© JUNGE FREIHEIT Verlag GmbH & Co.  www.jungefreiheit.de   13/02 22. März 2002


Eine Armee wird geplündert
Die Bundeswehr blutet finanziell und personell aus - und die Politik sieht zu
Paul Rosen

Wir sind doch wieder wer! Nach Wirtschaftswunder und Wiedervereinigung ist das kleinste Deutschland aller Zeiten jetzt auch militärisch mit von der Partie. In Afghanistan räuchern deutsche Eliteeinheiten al-Quaida-Nester aus, am Horn von Afrika schippern deutsche Fregatten, und auf dem Balkan wackeln die Häuser, wenn deutsche Panzer vorbei in den Einsatz fahren. Kanzler Gerhard Schröder und seine rot-grüne Koalition haben die Bundesrepublik auch militärisch in die Liga der Global Players geführt. Doch die notwendige Durchhaltefähigkeit, um auf Dauer im Club der Großen mitzumachen, existiert nur auf dem Papier. Es fehlt an Geld, die Stimmung in der Truppe ist mies, und die Wehrpflicht wankt.
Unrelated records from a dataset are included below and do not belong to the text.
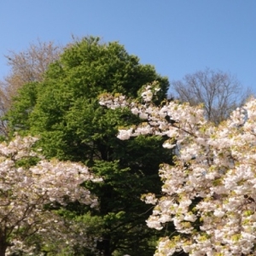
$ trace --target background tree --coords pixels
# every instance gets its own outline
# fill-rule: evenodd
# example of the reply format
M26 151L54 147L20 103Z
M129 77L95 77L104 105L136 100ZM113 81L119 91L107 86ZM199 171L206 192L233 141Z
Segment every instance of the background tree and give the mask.
M24 85L7 116L9 128L23 134L39 134L44 154L60 160L82 161L102 177L104 183L87 183L99 198L100 211L79 204L67 209L91 223L97 248L103 255L151 255L155 232L145 219L150 207L141 195L160 191L159 164L172 162L157 136L122 142L119 126L141 120L128 109L107 109L99 105L105 92L123 93L140 101L141 88L159 84L155 103L166 98L169 83L150 65L142 65L116 42L102 44L98 38L75 41L49 65L42 82ZM77 255L94 255L84 248Z
M236 77L209 68L172 82L171 89L174 97L183 102L192 106L202 103L207 119L215 124L226 119L251 94Z
M10 73L0 81L0 113L5 114L12 104L12 98L25 84L40 82L49 65L56 61L62 47L54 42L41 42L30 44L24 51L9 51L5 55ZM0 132L7 135L6 124L1 119Z

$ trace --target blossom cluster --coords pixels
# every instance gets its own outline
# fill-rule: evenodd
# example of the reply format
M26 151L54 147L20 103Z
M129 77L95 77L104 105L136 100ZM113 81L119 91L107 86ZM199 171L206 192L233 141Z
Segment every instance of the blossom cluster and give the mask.
M144 95L150 95L147 90ZM143 119L137 127L120 130L120 139L167 137L163 146L175 154L173 165L162 164L159 171L162 196L143 195L146 203L155 205L148 225L161 230L172 222L176 230L160 239L154 255L254 255L256 100L216 126L207 120L201 106L105 98L110 108L111 102L125 106Z
M0 244L9 246L5 248L8 255L19 250L33 252L26 241L34 234L48 241L86 244L82 224L64 220L45 207L76 201L92 207L97 205L96 196L81 184L101 178L81 164L44 160L32 149L36 141L16 136L9 143L0 143ZM37 165L26 163L32 157L37 157Z

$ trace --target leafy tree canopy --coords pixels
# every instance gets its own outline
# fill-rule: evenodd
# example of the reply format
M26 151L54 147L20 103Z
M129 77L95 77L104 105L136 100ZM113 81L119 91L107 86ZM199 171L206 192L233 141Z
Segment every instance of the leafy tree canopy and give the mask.
M103 177L101 184L85 184L98 196L99 212L76 203L67 210L84 219L94 218L90 223L98 224L102 241L97 247L104 255L153 254L155 232L145 224L150 207L140 197L160 193L158 166L171 163L172 156L157 136L119 140L119 127L142 121L128 108L100 106L98 96L121 93L140 102L142 87L155 81L160 90L154 103L160 104L168 79L153 66L140 64L119 43L103 44L93 37L67 45L44 78L20 90L6 117L9 130L40 135L44 155L84 162ZM90 255L84 250L83 255Z

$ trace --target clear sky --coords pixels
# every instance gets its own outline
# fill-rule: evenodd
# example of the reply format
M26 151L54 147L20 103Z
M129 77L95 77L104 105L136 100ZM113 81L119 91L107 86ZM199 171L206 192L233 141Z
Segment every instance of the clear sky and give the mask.
M171 81L207 67L256 91L256 0L0 0L0 79L8 50L72 34L119 41Z

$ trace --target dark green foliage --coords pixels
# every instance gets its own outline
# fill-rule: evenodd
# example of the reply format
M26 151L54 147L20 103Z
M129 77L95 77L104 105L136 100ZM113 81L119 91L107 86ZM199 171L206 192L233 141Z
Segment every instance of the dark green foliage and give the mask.
M167 79L118 43L85 38L66 48L42 83L26 84L6 117L10 131L39 135L47 157L82 161L104 178L84 184L99 197L98 211L78 203L67 207L91 225L88 232L102 237L97 247L103 255L153 254L158 233L145 223L152 206L140 198L160 193L159 165L171 163L172 156L161 137L119 140L119 126L141 120L128 109L101 107L97 96L109 92L138 98L142 86L154 80L161 87L159 103L166 97ZM91 255L86 248L79 253Z

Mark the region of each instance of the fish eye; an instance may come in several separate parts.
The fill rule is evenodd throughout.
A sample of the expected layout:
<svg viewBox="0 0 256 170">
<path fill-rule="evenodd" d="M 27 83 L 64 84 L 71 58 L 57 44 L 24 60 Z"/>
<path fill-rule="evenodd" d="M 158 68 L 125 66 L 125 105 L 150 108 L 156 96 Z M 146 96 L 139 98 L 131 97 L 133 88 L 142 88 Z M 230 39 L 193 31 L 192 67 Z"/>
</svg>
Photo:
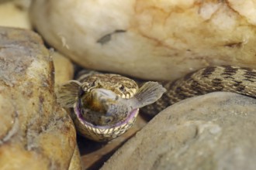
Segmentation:
<svg viewBox="0 0 256 170">
<path fill-rule="evenodd" d="M 119 87 L 119 90 L 120 90 L 121 91 L 124 91 L 124 86 L 122 85 L 122 86 Z"/>
</svg>

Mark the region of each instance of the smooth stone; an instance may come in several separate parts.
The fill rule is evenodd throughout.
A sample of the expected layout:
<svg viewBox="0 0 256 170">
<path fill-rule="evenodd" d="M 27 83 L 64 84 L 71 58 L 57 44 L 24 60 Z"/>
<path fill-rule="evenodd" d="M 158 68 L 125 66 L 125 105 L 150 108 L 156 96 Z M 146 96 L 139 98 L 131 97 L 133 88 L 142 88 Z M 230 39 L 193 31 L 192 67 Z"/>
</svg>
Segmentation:
<svg viewBox="0 0 256 170">
<path fill-rule="evenodd" d="M 0 169 L 81 169 L 76 131 L 57 103 L 42 39 L 0 27 Z"/>
<path fill-rule="evenodd" d="M 103 165 L 108 169 L 255 169 L 256 100 L 216 92 L 157 115 Z"/>
<path fill-rule="evenodd" d="M 33 0 L 33 25 L 88 69 L 174 80 L 208 66 L 256 69 L 256 2 Z"/>
</svg>

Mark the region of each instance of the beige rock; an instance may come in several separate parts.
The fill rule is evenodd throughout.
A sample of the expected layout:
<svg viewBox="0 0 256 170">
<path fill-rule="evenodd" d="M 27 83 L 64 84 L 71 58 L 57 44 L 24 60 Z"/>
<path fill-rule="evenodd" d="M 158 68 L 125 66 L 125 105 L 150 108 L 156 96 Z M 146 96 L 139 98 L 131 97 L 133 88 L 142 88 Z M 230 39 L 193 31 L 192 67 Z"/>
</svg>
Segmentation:
<svg viewBox="0 0 256 170">
<path fill-rule="evenodd" d="M 79 160 L 71 160 L 75 129 L 56 101 L 42 39 L 0 27 L 0 169 L 67 169 L 75 162 L 79 169 Z"/>
<path fill-rule="evenodd" d="M 106 169 L 255 169 L 256 100 L 217 92 L 163 110 Z"/>
<path fill-rule="evenodd" d="M 23 29 L 31 29 L 28 7 L 25 5 L 28 0 L 0 2 L 0 26 Z M 22 6 L 23 5 L 23 6 Z"/>
<path fill-rule="evenodd" d="M 55 86 L 67 83 L 74 77 L 74 66 L 69 59 L 58 52 L 52 52 L 54 65 Z"/>
<path fill-rule="evenodd" d="M 41 1 L 33 25 L 77 63 L 175 80 L 209 65 L 256 68 L 255 1 Z"/>
</svg>

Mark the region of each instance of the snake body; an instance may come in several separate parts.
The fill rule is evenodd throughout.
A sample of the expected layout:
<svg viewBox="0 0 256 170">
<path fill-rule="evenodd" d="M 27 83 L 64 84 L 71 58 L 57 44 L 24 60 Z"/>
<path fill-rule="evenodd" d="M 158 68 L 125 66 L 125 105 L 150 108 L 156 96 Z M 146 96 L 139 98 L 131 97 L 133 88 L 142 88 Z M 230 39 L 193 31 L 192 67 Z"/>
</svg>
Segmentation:
<svg viewBox="0 0 256 170">
<path fill-rule="evenodd" d="M 256 97 L 256 70 L 234 66 L 208 66 L 187 74 L 174 82 L 164 81 L 167 89 L 161 99 L 142 110 L 150 115 L 184 99 L 205 94 L 225 91 Z"/>
<path fill-rule="evenodd" d="M 136 82 L 126 77 L 116 74 L 82 75 L 78 81 L 73 80 L 62 86 L 58 100 L 64 107 L 74 108 L 76 116 L 74 116 L 74 121 L 78 131 L 87 138 L 100 141 L 116 138 L 126 131 L 133 124 L 138 114 L 139 108 L 134 107 L 129 114 L 123 114 L 122 111 L 115 114 L 114 120 L 116 119 L 117 122 L 115 122 L 115 125 L 111 124 L 100 124 L 100 121 L 95 117 L 104 117 L 102 115 L 107 112 L 106 108 L 108 107 L 106 105 L 114 105 L 116 107 L 112 110 L 116 110 L 116 110 L 119 111 L 119 108 L 121 108 L 119 104 L 122 102 L 122 107 L 126 107 L 125 102 L 126 100 L 118 100 L 119 97 L 117 97 L 130 99 L 127 100 L 127 103 L 130 102 L 133 104 L 127 104 L 129 107 L 134 105 L 142 107 L 154 103 L 162 95 L 156 102 L 141 109 L 144 113 L 155 115 L 176 102 L 210 92 L 234 92 L 254 97 L 256 96 L 255 81 L 256 70 L 253 69 L 231 66 L 208 66 L 191 73 L 175 82 L 160 82 L 167 90 L 163 95 L 164 88 L 156 84 L 154 85 L 152 83 L 149 83 L 153 84 L 152 88 L 147 89 L 143 87 L 141 90 L 139 90 L 139 94 L 137 95 L 138 87 Z M 150 86 L 149 87 L 150 87 Z M 98 90 L 99 88 L 102 88 L 102 90 Z M 105 100 L 100 100 L 100 97 L 93 99 L 92 89 L 98 90 L 95 90 L 95 91 L 97 95 L 99 94 L 103 95 Z M 105 90 L 111 92 L 104 92 Z M 86 95 L 84 95 L 85 93 Z M 157 94 L 157 96 L 153 95 L 154 97 L 151 97 L 151 97 L 147 95 L 147 93 Z M 111 94 L 111 95 L 107 94 Z M 101 97 L 102 98 L 102 97 Z M 111 100 L 110 98 L 112 100 Z M 147 103 L 147 98 L 152 100 Z M 109 99 L 110 101 L 106 102 Z M 81 102 L 81 100 L 85 102 Z M 140 103 L 140 104 L 137 103 Z M 83 109 L 87 109 L 86 110 L 88 111 L 85 111 L 86 115 L 81 117 L 82 115 L 79 110 Z M 125 116 L 122 117 L 121 115 Z M 84 119 L 87 120 L 85 123 Z M 95 121 L 93 121 L 93 120 Z M 103 120 L 106 121 L 106 119 L 104 118 Z"/>
</svg>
Des Kanzlers Wort von der „uneingeschränkten Solidarität“ mit den USA nach den Anschlägen vom 11. September hat allerdings ein jahrzehntelanges deutsches Dogma beseitigt: Nie wieder, so war es Staatsräson in der jungen Bundesrepublik, sollten deutsche Soldaten an den Kriegsschauplätzen dieser Welt dabei sein. Helmut Kohl, da darf man sicher sein, hätte keinen einzigen Kampfsoldaten nach Afghanistan entsandt. Doch der Abstieg aus der ersten Liga ist vorprogrammiert: Der neu entdeckten rot-grünen Lust am militärischen Kampf folgte keine Bereitstellung von ausreichenden Haushaltsmitteln. Die 750 Millionen Euro, zusätzlich aufzubringen von Rauchern und Versicherungskunden, sind ein Tropfen auf den heißen Stein.

Denn in den Köpfen von Schröder, seinem Finanzminister Hans Eichel (SPD) und besonders der grünen Haushaltspolitiker ist der Verteidigungsetat noch immer der Steinbruch, aus dem die Bausteine für andere Projekte geholt werden können. Gerade an die Macht gekommen, setzte Rot-Grün die Haushaltsmittel für die Bundeswehr herunter. Im Gegenzug wurde die Truppe in immer mehr Auslandseinsätze geschickt. Die derzeit pro Jahr bereitgestellten rund 23 Milliarden Euro reichen hinten und vorne nicht. Nachschub und Materialerhalt sind praktisch am Ende, die Soldaten fahren mit Fahrzeugen, die älter als die Fahrer sind. Für 1.000 Mann in Afghanistan gab es zunächst nur sechs minensichere Fahrzeuge, deren Zahl jetzt leicht aufgestockt wird. Patrouillenfahrten werden so zum russischen Roulette.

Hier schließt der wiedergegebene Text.